In memory of John Lobdell


Melissa Stagnaro

Some friends and I debated religion a few weeks ago. It was more of a philosophical discussion, really, rather than faith-based. We talked about the development of different belief structures, the purpose of organized religion and the varying roles that religious faith plays in society.

I realized yesterday, while attending a memorial service at St. Bart’s, that we had failed to mention one very import role of religion. Comfort.

It was comfort I was seeking as I sat in that pew struggling to make sense of the death of a young man who had fought a fierce battle against cancer.

And it was comfort that I found (at least to some extent), not from solemn readings and hymns, but from the stories told by those who knew this man best.

We were gathered to morn the loss of a husband, father, brother, son, classmate and dear, dear friend.
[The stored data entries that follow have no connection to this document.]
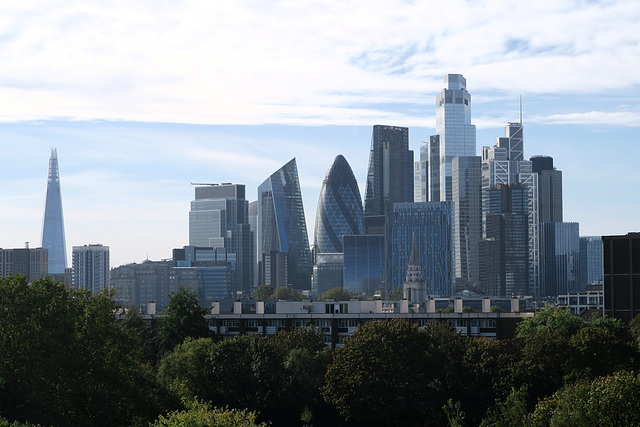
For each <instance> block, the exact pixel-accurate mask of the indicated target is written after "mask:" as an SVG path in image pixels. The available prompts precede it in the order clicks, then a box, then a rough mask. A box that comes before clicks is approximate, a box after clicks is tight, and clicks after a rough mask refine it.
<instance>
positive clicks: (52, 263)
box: [42, 148, 67, 274]
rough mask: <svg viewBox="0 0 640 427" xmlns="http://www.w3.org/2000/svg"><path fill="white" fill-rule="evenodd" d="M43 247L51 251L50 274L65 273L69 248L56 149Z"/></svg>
mask: <svg viewBox="0 0 640 427" xmlns="http://www.w3.org/2000/svg"><path fill="white" fill-rule="evenodd" d="M42 247H43V248H44V249H47V250H48V251H49V273H51V274H61V273H64V271H65V269H66V268H67V248H66V243H65V239H64V219H63V217H62V193H61V192H60V174H59V171H58V151H57V150H56V149H55V148H54V149H52V150H51V158H50V159H49V176H48V178H47V198H46V202H45V207H44V223H43V226H42Z"/></svg>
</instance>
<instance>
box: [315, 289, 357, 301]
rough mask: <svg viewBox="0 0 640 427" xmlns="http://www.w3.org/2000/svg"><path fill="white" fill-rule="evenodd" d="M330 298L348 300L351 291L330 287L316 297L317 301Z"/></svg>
mask: <svg viewBox="0 0 640 427" xmlns="http://www.w3.org/2000/svg"><path fill="white" fill-rule="evenodd" d="M328 299H332V300H335V301H349V300H350V299H351V293H350V292H347V291H345V290H344V289H342V288H331V289H329V290H328V291H325V292H323V293H322V295H320V296H319V297H318V301H326V300H328Z"/></svg>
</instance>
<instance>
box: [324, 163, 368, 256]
mask: <svg viewBox="0 0 640 427" xmlns="http://www.w3.org/2000/svg"><path fill="white" fill-rule="evenodd" d="M363 233H364V220H363V212H362V199H361V198H360V190H358V184H357V182H356V178H355V176H354V175H353V171H352V170H351V166H349V163H348V162H347V160H346V159H345V158H344V157H343V156H342V155H338V156H337V157H336V158H335V160H334V161H333V163H332V164H331V167H329V171H328V172H327V176H326V177H325V179H324V182H323V184H322V190H320V198H319V200H318V209H317V211H316V226H315V248H316V253H341V252H343V247H342V236H344V235H357V234H363Z"/></svg>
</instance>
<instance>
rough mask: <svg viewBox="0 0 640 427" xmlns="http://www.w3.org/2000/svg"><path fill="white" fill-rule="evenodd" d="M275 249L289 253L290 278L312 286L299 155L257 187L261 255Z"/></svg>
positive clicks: (310, 251) (259, 235)
mask: <svg viewBox="0 0 640 427" xmlns="http://www.w3.org/2000/svg"><path fill="white" fill-rule="evenodd" d="M272 251H276V252H282V253H286V254H287V280H288V282H289V283H290V284H291V285H292V286H293V288H294V289H311V275H312V270H313V264H312V260H311V251H310V249H309V237H308V235H307V225H306V222H305V217H304V207H303V205H302V194H301V192H300V182H299V180H298V168H297V166H296V159H295V158H293V159H291V161H289V162H288V163H287V164H286V165H284V166H283V167H282V168H280V169H279V170H277V171H276V172H274V173H273V174H272V175H271V176H270V177H269V178H267V180H266V181H264V182H263V183H262V184H261V185H260V187H258V259H259V260H262V258H263V254H270V253H271V252H272Z"/></svg>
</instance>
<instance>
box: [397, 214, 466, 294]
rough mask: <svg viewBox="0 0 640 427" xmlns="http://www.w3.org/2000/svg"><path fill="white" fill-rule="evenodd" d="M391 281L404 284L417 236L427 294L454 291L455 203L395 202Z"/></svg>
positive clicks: (421, 265) (416, 240)
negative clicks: (453, 209) (454, 207)
mask: <svg viewBox="0 0 640 427" xmlns="http://www.w3.org/2000/svg"><path fill="white" fill-rule="evenodd" d="M390 230H391V234H390V242H389V245H390V252H391V263H390V264H391V274H390V275H389V276H390V278H391V283H390V284H389V285H388V286H387V290H391V289H393V288H395V287H402V285H403V282H404V281H405V280H406V277H407V266H408V265H409V261H410V259H411V248H412V240H413V238H414V236H415V241H416V245H417V246H416V250H417V254H418V257H419V264H420V265H421V266H422V278H423V280H424V281H425V282H426V293H427V295H431V296H435V295H442V296H445V295H452V294H453V293H454V273H455V271H454V264H453V204H452V203H451V202H421V203H396V204H395V205H394V206H393V213H392V215H391V219H390Z"/></svg>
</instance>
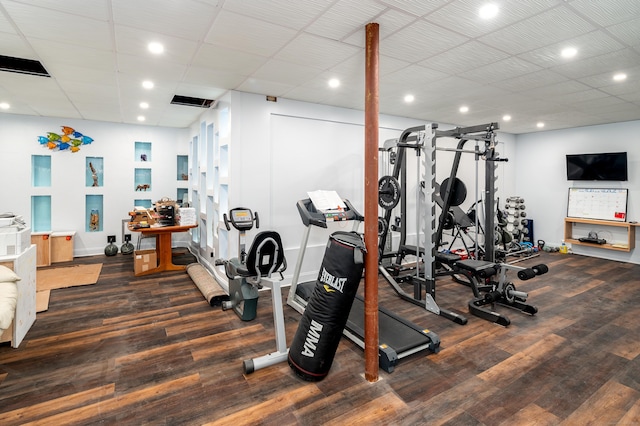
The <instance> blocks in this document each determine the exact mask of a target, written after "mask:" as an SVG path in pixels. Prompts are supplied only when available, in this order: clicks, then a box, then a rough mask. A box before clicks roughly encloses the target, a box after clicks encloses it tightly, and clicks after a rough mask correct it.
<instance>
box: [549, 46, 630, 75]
mask: <svg viewBox="0 0 640 426" xmlns="http://www.w3.org/2000/svg"><path fill="white" fill-rule="evenodd" d="M638 64H640V53H638V52H637V51H635V50H634V49H631V48H627V49H622V50H617V51H615V52H611V53H607V54H604V55H600V56H596V57H593V58H587V59H583V60H577V61H574V62H571V63H568V64H564V65H559V66H556V67H553V68H551V69H552V70H553V71H555V72H557V73H560V74H562V75H564V76H566V77H568V78H575V79H580V78H584V77H588V76H591V75H598V74H603V73H606V72H610V73H611V76H612V77H613V74H614V73H616V72H619V71H621V70H624V69H626V68H633V67H636V66H638Z"/></svg>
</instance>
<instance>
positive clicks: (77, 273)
mask: <svg viewBox="0 0 640 426" xmlns="http://www.w3.org/2000/svg"><path fill="white" fill-rule="evenodd" d="M101 270H102V263H97V264H93V265H75V266H66V267H62V268H50V269H38V270H37V271H36V291H44V290H54V289H57V288H66V287H76V286H80V285H89V284H95V283H96V282H97V281H98V277H99V276H100V271H101Z"/></svg>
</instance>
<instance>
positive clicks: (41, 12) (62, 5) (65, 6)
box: [19, 0, 109, 21]
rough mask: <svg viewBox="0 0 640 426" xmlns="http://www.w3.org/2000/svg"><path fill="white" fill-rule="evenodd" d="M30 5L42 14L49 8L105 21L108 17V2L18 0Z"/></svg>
mask: <svg viewBox="0 0 640 426" xmlns="http://www.w3.org/2000/svg"><path fill="white" fill-rule="evenodd" d="M19 1H20V3H24V4H27V5H30V6H35V7H38V8H40V10H41V12H40V13H42V14H44V15H47V14H48V13H49V11H50V10H55V11H58V12H64V13H68V14H71V15H78V16H84V17H87V18H92V19H99V20H102V21H106V20H108V19H109V9H108V4H109V3H108V2H106V1H99V2H95V1H86V0H64V1H60V0H19Z"/></svg>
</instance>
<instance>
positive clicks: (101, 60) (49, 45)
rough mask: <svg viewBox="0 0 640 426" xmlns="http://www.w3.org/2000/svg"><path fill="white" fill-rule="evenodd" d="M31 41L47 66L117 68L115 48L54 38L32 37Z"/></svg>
mask: <svg viewBox="0 0 640 426" xmlns="http://www.w3.org/2000/svg"><path fill="white" fill-rule="evenodd" d="M30 42H31V45H32V46H33V48H34V50H35V52H36V54H37V55H38V58H39V59H40V61H41V62H42V64H43V65H44V67H45V68H46V67H47V64H49V63H69V64H79V65H82V66H83V67H85V68H93V69H98V70H104V71H115V70H116V56H115V54H114V52H113V50H102V49H95V48H91V47H83V46H75V45H70V44H67V43H61V42H57V41H52V40H41V39H31V40H30Z"/></svg>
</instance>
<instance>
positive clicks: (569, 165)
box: [567, 152, 627, 181]
mask: <svg viewBox="0 0 640 426" xmlns="http://www.w3.org/2000/svg"><path fill="white" fill-rule="evenodd" d="M567 180H609V181H626V180H627V153H626V152H608V153H601V154H567Z"/></svg>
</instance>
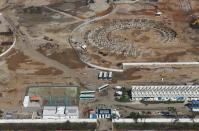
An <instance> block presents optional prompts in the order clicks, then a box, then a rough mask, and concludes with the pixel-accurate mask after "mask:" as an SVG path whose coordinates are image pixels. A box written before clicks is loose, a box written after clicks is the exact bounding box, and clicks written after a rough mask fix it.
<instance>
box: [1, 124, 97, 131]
mask: <svg viewBox="0 0 199 131" xmlns="http://www.w3.org/2000/svg"><path fill="white" fill-rule="evenodd" d="M95 129H96V123H70V122H66V123H50V124H0V130H95Z"/></svg>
But with those stories, we were able to celebrate his life. And what a life it was. Filled with love, laughter and light.

As evidenced by the crowded church, John Lobdell touched many lives. He was, quite simply, a legend in Oxford. Whether or not you traveled in the same circles, you knew John. He was larger than life. And to contemplate his death at the age of 35, is almost unfathomable.

I can’t claim to have known John as well as many of those that attended the mass, but he still helped create some of my best high school memories. And as those who knew and loved him best shared their stories (leaving out the ones deemed inappropriate for the surroundings), I could almost feel John’s presence and hear his laugh.

My thoughts and prayers go out to his loving wife and two beautiful sons, his mother and sisters, close friends and all the rest of that he has left behind. May you all find some comfort in the fact that memories of John live on in the hearts of many.

You will be missed by many, John. And you will always be remembered with love and laughter.